Using the knob that we can control, here are some constraints on \( a \) and \( b \):

\( b \le a \)
The first design can be realized if \( a \) is a factor of 1000 and \( b \) is a factor of \( a \).
The second design can be realized if \( a - b \) is a factor of \( 1000 - b \).
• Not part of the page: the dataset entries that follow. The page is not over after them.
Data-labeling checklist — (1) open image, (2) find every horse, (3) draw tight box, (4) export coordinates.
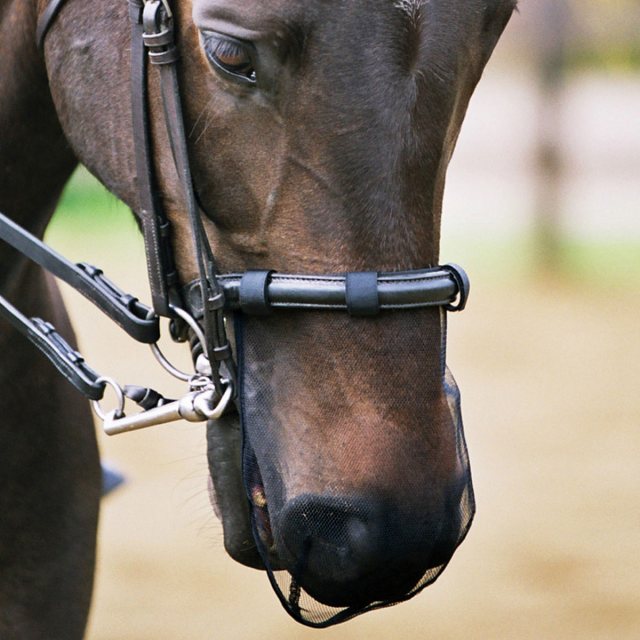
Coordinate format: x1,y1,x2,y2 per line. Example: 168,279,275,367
0,0,516,636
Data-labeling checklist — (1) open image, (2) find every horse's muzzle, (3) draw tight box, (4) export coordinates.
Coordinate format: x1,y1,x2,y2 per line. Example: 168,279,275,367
232,310,475,626
275,492,462,608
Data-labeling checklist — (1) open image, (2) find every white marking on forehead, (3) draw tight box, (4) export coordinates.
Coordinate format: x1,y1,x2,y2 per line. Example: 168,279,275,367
394,0,426,22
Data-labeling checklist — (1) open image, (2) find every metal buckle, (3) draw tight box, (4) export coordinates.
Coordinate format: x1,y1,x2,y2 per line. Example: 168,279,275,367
101,381,233,436
142,0,174,46
90,303,234,436
142,0,172,24
91,371,234,436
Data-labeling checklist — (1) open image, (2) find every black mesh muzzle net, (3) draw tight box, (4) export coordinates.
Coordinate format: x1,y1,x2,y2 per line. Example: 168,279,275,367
229,304,474,627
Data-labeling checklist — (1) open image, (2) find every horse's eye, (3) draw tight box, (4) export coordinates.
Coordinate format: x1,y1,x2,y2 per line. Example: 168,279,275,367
202,33,257,85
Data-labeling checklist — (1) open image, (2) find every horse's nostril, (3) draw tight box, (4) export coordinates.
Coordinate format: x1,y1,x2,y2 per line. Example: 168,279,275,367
278,494,381,585
275,492,464,608
346,517,377,561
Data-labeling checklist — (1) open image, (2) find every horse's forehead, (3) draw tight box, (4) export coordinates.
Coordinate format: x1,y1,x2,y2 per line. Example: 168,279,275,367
394,0,426,20
191,0,515,67
191,0,503,30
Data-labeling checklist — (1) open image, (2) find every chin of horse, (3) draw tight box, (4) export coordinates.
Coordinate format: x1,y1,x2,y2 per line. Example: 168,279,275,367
212,459,465,608
208,401,467,610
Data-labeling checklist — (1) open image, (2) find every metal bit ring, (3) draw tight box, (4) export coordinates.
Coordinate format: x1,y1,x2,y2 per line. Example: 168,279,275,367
169,305,207,352
92,376,126,421
149,305,208,382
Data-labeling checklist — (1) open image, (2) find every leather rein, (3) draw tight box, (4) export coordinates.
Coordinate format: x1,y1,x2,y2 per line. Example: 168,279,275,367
0,0,470,436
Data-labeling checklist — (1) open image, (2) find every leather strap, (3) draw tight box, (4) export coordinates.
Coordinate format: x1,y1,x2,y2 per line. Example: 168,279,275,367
345,272,380,317
183,265,469,316
19,0,473,406
38,0,178,316
0,211,159,343
442,263,470,312
0,295,104,400
129,0,178,317
36,0,67,49
141,0,234,390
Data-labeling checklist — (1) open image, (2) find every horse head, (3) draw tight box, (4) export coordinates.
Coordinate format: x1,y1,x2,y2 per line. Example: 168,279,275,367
41,0,515,624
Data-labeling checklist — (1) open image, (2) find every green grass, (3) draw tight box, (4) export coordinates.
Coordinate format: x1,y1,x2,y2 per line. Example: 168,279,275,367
48,168,136,237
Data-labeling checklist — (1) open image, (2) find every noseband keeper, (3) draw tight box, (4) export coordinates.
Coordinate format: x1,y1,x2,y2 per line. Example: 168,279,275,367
184,265,469,317
239,270,274,316
345,272,380,317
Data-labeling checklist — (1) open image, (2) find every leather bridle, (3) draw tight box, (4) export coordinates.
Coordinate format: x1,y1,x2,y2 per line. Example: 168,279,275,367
0,0,470,435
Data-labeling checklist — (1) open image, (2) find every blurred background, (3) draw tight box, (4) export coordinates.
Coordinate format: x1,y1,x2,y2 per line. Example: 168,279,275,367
45,1,639,638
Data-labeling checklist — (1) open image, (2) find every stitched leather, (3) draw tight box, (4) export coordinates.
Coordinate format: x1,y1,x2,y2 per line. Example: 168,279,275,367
0,212,159,343
8,0,472,404
183,266,467,316
130,0,177,316
0,296,104,400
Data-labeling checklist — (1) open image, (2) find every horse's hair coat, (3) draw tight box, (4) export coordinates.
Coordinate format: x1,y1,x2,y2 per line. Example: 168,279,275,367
394,0,425,24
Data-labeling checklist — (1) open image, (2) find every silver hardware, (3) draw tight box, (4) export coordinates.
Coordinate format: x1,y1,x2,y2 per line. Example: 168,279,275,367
149,306,209,382
143,0,173,19
94,306,232,437
103,383,233,436
150,342,191,381
170,305,207,349
92,376,125,421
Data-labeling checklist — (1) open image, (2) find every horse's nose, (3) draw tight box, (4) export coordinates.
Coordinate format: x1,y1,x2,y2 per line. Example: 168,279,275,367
276,494,430,607
278,494,379,579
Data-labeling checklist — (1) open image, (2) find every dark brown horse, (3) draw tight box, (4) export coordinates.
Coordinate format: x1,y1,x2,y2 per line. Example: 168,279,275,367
0,0,516,636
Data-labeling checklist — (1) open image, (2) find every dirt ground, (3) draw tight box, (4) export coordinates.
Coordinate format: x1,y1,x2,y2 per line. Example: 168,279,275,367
45,225,639,640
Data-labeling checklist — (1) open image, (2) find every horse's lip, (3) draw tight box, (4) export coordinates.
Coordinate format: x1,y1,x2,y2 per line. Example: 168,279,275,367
245,450,288,569
249,481,286,568
207,475,222,520
250,484,274,547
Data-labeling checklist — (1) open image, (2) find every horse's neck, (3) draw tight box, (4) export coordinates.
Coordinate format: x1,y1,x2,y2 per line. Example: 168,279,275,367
0,0,77,236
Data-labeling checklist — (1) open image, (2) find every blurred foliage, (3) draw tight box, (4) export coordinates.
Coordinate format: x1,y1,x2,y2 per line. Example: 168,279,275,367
497,0,640,71
568,46,640,73
48,168,136,236
442,234,640,291
45,168,141,268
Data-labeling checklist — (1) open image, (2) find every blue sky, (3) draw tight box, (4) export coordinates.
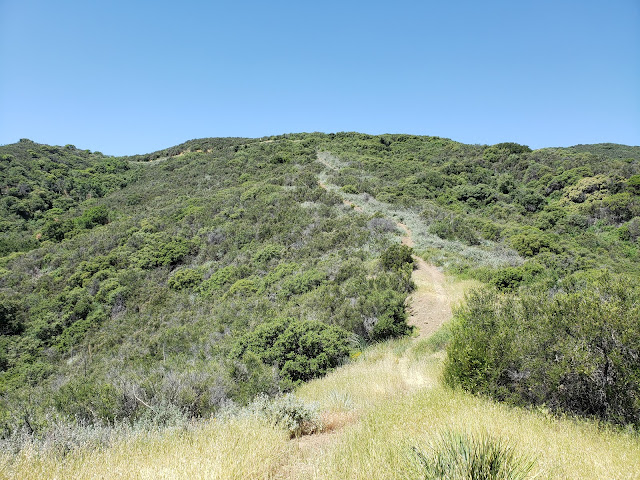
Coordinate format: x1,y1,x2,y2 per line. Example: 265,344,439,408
1,0,638,155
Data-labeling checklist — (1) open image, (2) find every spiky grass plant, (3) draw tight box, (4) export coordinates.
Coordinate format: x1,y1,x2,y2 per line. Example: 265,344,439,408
412,430,535,480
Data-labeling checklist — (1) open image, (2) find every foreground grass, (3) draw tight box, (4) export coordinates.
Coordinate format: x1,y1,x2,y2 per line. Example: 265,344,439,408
2,339,638,479
296,340,640,479
0,417,291,480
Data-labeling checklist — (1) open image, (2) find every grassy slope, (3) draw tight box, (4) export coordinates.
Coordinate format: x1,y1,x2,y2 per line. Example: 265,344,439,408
295,339,640,479
4,337,638,479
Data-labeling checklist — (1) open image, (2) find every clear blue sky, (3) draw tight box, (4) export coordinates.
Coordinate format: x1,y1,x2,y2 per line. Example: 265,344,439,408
1,0,639,155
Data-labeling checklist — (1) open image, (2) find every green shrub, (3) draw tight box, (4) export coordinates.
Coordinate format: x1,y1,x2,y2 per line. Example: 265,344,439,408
279,269,326,298
252,244,284,264
168,268,203,290
430,217,480,245
200,265,248,295
55,308,107,352
361,288,412,341
0,296,24,336
492,142,532,154
231,318,351,390
444,271,640,426
42,218,75,241
628,174,640,194
225,277,260,298
381,244,414,270
77,205,109,229
131,233,192,269
53,380,121,423
490,267,524,292
509,229,560,257
618,217,640,242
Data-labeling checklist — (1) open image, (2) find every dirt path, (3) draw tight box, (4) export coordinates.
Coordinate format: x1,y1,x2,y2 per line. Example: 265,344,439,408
317,152,453,340
396,222,452,339
275,155,454,478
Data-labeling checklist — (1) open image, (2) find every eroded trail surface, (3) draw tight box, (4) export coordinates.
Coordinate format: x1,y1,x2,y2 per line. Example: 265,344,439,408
396,222,452,338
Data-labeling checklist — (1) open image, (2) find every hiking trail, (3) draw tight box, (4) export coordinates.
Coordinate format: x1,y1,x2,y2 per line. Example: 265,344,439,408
274,153,455,479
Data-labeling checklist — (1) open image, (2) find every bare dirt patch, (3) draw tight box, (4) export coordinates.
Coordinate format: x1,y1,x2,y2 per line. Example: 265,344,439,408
396,221,452,338
275,412,357,480
407,256,451,338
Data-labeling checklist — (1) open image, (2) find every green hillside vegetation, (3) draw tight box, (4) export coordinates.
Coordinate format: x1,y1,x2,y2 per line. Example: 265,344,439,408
0,135,415,433
0,133,639,474
0,139,134,256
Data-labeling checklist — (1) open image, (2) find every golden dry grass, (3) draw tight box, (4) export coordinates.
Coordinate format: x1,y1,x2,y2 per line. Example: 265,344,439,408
294,339,640,479
3,339,639,479
0,417,291,480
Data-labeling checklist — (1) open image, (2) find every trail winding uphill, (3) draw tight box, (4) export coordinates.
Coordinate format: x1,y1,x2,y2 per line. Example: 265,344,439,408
316,151,453,339
272,153,457,479
397,222,452,339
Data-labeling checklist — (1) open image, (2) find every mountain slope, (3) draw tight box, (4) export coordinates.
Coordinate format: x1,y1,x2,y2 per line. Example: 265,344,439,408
0,132,639,439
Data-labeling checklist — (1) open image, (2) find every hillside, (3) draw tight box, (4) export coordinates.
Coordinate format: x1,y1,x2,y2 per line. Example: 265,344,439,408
1,133,639,476
4,340,639,478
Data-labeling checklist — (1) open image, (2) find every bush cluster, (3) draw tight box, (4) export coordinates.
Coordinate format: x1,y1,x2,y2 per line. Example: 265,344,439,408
231,318,351,393
444,271,640,426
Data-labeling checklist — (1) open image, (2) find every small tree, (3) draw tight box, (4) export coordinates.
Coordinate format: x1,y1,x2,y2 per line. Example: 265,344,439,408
381,244,414,270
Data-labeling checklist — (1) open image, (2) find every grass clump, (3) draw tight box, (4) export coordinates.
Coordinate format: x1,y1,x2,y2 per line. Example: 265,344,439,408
412,430,535,480
221,393,321,438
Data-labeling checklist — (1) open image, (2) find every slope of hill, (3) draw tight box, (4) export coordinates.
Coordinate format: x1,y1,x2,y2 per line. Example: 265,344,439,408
1,133,639,468
4,338,639,479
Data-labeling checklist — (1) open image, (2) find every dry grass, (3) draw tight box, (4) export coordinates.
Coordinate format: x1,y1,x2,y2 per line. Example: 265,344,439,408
0,417,291,480
294,339,640,479
3,339,638,479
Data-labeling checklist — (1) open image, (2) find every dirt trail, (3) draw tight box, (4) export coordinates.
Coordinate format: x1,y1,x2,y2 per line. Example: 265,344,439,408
275,155,454,478
317,151,453,341
396,222,452,339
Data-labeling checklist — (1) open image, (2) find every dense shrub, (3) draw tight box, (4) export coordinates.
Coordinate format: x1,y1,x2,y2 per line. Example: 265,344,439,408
53,380,121,423
168,268,203,290
231,318,351,391
0,297,25,336
77,205,110,229
133,234,191,269
42,218,75,241
381,244,414,270
618,217,640,242
361,288,413,341
430,217,480,245
444,271,640,426
509,229,560,257
489,267,524,292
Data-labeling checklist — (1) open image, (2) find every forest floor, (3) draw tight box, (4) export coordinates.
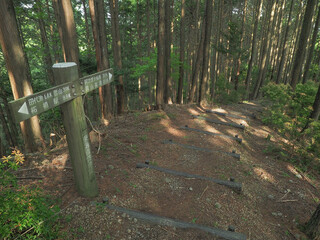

As an example, we could pick \( a \) to be 100 and \( b \) to be 10. That would lead to:

In the pinning handle case:

sohsi=1000/100=10
sohpi=100/10=10
pohar=0
pohsi=0

And in the POH case

sohsi=(1000-10)/(100-10)=11
sohpi=0
pohar=10
pohsi=1

The GC Performance infrastructure

To put the design into practice, we will use the GC performance infrastructure. It is basically a test harness. It takes in a benchmark description, run GCPerfSim as instructed with trace collection enabled. The tool also automates the parsing of the trace and provide the data to us for further analysis. It is much easier to figure what it is by looking at an example, here is what I wrote for the benchmarks above:

vary: coreclr
test_executables:
  defgcperfsim: C:\dev\performance\artifacts\bin\GCPerfSim\release\netcoreapp5.0\GCPerfSim.dll
coreclrs:
  a:
    core_root: c:\dev\runtime\artifacts\tests\coreclr\Windows.x64.Release\Tests\Core_Root
options:
  default_iteration_count: 1
  default_max_seconds: 300
common_config:
  complus_gcserver: true
  complus_gcconcurrent: false
  complus_gcheapcount: 6
benchmarks:
  2gb_pinning:
    arguments:
      tc: 6
      tagb: 100
      tlgb: 2
      lohar: 0
      pohar: 0
      sohsr: 100-4000
      pohsr: 100-4000
      sohsi: 10
      lohsi: 0
      pohsi: 0
      sohpi: 10
      lohpi: 0
      sohfi: 0
      lohfi: 0
      pohfi: 0
      allocType: reference
      testKind: time
  2gb_poh:
    arguments:
      tc: 6
      tagb: 100
      tlgb: 2
      lohar: 0
      pohar: 10
      sohsr: 100-4000
      pohsr: 100-4000
      sohsi: 11
      lohsi: 0
      pohsi: 1
      sohpi: 0
      lohpi: 0
      sohfi: 0
      lohfi: 0
      pohfi: 0
      allocType: reference
      testKind: time
scores:
  speed:
    FirstToLastGCSeconds:
      weight: 1
    PauseDurationMSec_95P:
      weight: 1

The file is pretty self explanatory on what we want to infrastructure to do. The detailed definition of these fields can be found in the documentation. The infrastructure will take this file as an input and run the specified benchmarks and collect the data for us.

The documentation is fairly clear about how to setup and run the benchmarks. In the following post, I will talk about analyzing the result of the run.